(ARTICLE 19/IFEX) – The following is a 5 December 2000 ARTICLE 19 press release: Report for release on 10 December 2000 INTERNATIONAL HUMAN RIGHTS DAY 2000 THE RIGHT TO TRUTH To mark International Human Rights Day 2000 (1), ARTICLE 19 is publishing a major study of the importance of truth processes for reconciliation and development. […]
(ARTICLE 19/IFEX) – The following is a 5 December 2000 ARTICLE 19 press release:
Report for release on 10 December 2000
INTERNATIONAL HUMAN RIGHTS DAY 2000
THE RIGHT TO TRUTH
To mark International Human Rights Day 2000 (1), ARTICLE 19 is publishing a major study of the importance of truth processes for reconciliation and development. Who Wants to Forget? (ARTICLE 19, December 2000) looks at the importance of truth and access to information about past human rights violations in terms of a country’s longterm economic and political development. The report uses Malawi, Zimbabwe and Namibia as case studies, but also draws on examples from other parts of the world.

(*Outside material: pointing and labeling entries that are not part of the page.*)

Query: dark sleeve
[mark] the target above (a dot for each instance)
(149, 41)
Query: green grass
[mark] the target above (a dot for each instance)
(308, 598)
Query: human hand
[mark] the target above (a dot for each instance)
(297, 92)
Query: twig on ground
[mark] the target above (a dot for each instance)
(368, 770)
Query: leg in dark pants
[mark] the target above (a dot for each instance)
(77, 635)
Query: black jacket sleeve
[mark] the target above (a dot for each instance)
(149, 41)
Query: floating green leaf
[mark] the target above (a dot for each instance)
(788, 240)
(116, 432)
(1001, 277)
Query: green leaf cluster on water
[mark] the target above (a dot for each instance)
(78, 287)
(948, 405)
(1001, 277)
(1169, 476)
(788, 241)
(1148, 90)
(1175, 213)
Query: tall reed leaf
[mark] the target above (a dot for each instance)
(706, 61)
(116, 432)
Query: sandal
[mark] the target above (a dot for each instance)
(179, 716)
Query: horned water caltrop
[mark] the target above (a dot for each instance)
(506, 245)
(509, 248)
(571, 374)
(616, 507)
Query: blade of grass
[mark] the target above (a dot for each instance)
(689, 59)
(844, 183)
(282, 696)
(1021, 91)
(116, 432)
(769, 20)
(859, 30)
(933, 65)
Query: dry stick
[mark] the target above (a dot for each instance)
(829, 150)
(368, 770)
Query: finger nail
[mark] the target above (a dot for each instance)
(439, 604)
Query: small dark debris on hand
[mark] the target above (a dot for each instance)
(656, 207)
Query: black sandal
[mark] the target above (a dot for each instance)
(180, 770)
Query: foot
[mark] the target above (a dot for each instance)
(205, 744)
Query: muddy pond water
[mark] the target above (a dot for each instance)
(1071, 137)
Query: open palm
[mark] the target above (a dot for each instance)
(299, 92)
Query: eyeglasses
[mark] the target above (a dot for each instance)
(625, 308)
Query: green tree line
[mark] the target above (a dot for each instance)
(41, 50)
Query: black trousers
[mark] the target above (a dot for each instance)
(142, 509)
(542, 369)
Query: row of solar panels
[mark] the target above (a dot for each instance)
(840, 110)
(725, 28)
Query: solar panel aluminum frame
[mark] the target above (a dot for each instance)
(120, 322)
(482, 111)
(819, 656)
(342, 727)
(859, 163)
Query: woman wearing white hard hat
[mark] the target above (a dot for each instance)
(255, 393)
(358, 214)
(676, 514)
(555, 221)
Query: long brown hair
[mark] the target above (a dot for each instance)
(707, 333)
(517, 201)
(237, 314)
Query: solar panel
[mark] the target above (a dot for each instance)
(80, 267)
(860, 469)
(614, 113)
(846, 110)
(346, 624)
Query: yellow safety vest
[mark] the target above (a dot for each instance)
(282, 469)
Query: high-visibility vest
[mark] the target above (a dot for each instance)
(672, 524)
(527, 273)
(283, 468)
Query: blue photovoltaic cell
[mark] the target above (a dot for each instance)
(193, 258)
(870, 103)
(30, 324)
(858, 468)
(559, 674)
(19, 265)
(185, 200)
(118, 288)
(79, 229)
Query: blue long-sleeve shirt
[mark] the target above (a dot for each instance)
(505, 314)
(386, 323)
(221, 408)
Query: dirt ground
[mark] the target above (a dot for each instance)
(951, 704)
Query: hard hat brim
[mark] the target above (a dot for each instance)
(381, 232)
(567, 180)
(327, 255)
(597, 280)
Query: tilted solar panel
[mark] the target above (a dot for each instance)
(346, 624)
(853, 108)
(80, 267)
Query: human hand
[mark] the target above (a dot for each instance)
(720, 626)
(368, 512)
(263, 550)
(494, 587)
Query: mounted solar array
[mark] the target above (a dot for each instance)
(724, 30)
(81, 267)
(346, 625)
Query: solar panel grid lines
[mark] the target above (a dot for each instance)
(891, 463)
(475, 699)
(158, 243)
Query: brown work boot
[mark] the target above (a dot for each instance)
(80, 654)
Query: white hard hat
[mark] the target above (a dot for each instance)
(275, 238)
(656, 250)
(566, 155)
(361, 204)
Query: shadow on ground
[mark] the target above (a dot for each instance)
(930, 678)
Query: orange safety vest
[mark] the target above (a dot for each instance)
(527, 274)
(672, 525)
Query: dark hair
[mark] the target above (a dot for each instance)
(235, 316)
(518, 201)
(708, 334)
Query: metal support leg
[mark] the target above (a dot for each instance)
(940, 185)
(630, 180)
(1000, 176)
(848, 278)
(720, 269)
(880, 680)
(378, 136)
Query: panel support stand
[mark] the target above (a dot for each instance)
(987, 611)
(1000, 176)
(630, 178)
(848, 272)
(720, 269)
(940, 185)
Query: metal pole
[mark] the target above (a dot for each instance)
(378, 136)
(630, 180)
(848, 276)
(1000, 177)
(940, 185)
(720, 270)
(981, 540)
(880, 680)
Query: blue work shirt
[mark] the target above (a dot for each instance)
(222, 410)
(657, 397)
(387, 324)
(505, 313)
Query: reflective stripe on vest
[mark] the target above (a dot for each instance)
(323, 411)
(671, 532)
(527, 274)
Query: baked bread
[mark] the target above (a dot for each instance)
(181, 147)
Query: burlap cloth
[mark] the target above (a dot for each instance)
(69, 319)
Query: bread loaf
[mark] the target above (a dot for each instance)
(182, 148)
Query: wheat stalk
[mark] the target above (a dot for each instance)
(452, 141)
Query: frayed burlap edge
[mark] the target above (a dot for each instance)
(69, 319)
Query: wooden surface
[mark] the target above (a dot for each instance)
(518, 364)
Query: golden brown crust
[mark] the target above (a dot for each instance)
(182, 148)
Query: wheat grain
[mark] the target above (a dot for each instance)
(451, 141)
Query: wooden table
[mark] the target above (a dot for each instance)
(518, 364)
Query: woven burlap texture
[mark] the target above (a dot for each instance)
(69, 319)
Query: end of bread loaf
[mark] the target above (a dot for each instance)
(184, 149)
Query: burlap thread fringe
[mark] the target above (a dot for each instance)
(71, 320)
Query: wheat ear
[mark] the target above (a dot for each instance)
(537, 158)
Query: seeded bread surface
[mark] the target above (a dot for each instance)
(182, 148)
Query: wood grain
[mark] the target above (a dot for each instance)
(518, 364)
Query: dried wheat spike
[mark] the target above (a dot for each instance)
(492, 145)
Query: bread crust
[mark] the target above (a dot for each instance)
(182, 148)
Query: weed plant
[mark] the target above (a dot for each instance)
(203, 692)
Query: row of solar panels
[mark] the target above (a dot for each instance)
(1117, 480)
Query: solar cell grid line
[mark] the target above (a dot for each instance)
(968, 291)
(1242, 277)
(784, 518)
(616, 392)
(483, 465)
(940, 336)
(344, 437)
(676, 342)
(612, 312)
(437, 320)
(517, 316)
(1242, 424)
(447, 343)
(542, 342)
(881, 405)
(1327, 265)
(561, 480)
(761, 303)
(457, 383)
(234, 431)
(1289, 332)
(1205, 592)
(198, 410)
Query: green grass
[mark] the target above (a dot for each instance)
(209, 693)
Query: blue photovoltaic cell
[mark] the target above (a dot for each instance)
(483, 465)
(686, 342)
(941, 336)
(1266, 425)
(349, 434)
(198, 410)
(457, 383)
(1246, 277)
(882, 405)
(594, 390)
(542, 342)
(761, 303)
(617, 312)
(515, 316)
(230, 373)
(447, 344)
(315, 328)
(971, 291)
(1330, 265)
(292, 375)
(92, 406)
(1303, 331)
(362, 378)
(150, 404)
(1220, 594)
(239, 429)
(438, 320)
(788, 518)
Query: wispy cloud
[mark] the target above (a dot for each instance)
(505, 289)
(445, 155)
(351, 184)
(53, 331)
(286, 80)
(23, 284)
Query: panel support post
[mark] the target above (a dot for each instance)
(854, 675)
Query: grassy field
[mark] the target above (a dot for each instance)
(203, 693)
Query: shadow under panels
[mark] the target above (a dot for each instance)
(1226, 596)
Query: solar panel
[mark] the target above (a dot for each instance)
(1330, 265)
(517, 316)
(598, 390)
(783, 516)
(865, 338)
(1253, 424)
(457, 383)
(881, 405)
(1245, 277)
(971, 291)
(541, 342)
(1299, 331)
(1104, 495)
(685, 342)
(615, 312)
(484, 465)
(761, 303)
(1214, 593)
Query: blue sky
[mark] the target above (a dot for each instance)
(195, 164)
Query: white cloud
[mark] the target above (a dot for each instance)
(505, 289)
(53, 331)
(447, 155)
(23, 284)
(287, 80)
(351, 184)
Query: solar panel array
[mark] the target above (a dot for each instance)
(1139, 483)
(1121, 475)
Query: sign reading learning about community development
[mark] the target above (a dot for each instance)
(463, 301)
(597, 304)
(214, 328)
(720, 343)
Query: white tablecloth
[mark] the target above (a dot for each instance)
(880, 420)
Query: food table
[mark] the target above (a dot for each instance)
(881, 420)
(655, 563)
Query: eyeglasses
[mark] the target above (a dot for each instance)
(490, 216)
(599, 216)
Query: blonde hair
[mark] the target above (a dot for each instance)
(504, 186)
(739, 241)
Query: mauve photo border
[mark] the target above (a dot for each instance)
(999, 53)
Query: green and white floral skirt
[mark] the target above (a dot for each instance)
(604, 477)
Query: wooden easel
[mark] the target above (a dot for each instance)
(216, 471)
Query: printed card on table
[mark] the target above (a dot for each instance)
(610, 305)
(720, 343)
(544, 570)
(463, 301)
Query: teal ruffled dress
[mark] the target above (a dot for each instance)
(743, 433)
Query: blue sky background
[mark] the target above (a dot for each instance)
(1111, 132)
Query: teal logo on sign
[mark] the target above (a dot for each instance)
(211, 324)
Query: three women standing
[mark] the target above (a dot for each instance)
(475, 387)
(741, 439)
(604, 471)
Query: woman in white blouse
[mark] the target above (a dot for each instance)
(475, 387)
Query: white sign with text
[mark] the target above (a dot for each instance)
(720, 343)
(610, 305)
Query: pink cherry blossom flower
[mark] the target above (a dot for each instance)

Although the right to truth as a means to an end (compensation, restitution, justice, public acknowledgement of suffering) is generally recognised, most governments and foreign donors still do not recognise the obligation under international law to facilitate the uncovering of such information (2) or, indeed, its contribution to the promotion of democratic accountability and participation. As has been pointed out, when considering the question ‘should we remember?’ we should ask ‘who can forget?’ and also address who benefits when atrocities stay silent in the past. (3)
The report emphasizes that the right to information about past human rights violations remains fundamental. Governments and those in authority have an obligation to ensure that citizens are able to gain access to relevant information. The report also surveys the wide range of means whereby this can be achieved. This is aimed at civil society – as well as funding agencies who might support these activities – to stress the variety of means that they can employ to help the people exercise that right.
Andrew Puddephatt, Executive Director of ARTICLE 19 said:
“The victims and survivors of human rights violations have a fundamental right to information about what has happened to them. Too often, this crucial right is seen as a desirable extra rather than a fundamental part of a country’s rebuilding and development. The situation in Zimbabwe demonstrates that covering up the sins of the past perpetuates past problems.” (4)
“All approaches to uncovering the facts about past human rights violations discussed are important because they are mechanisms of accountability. As such, they are not a luxury but a precondition for those who are trying to put a history of abuse behind them and construct new societies based upon dignity and respect for human rights,” he added.
The report explores the efforts that have been made to realise this right in Malawi, Zimbabwe and Namibia in the absence of an official commission of inquiry or truth commission. These case studies illustrate both the problems that have arisen out of the governments’ failure to initiate full investigations into past human rights violations, but also the partial successes that have resulted from other types of initiative, especially within civil society.
The report also seeks to elaborate the foundation basis in international law of the “right to truth” and summarizes the variety of means of investigating the past drawing on examples not only from Malawi, Zimbabwe and Namibia, but also from South Africa (where the TRC has been accompanied by a whole range of other methods of looking at the past) and from other parts of the world, including Europe and Latin America.
The report outlines a range of possibilities for how to excavate the past, both literally and figuratively: commission of inquiry, media investigations, non-governmental investigations, criminal prosecutions, other types of court proceedings, reburials and the creation of memorials, academic study, literary work and museums.
The report is on ARTICLE 19’s website at www.article19.org/docimages/872.htm
ENDS
Notes
1. International Human Rights Day 2000 is Sunday 10 December 2000.
2. As part of the right to access information under ARTICLE 19 of the Universal Declaration of Human Rights.
3. Robert Cabrera, “Should We Remember? Recovering Historical Memory in Guatemala”, p.27.
4. The commander of the Fifth Brigade in Matabeleland (which was responsible for wholesale abuses against civilians) re-emerged as co-ordinator of the wave of “farm invasions” which were, in reality, an attempt to stop rural Zimbabweans from voting for the opposition.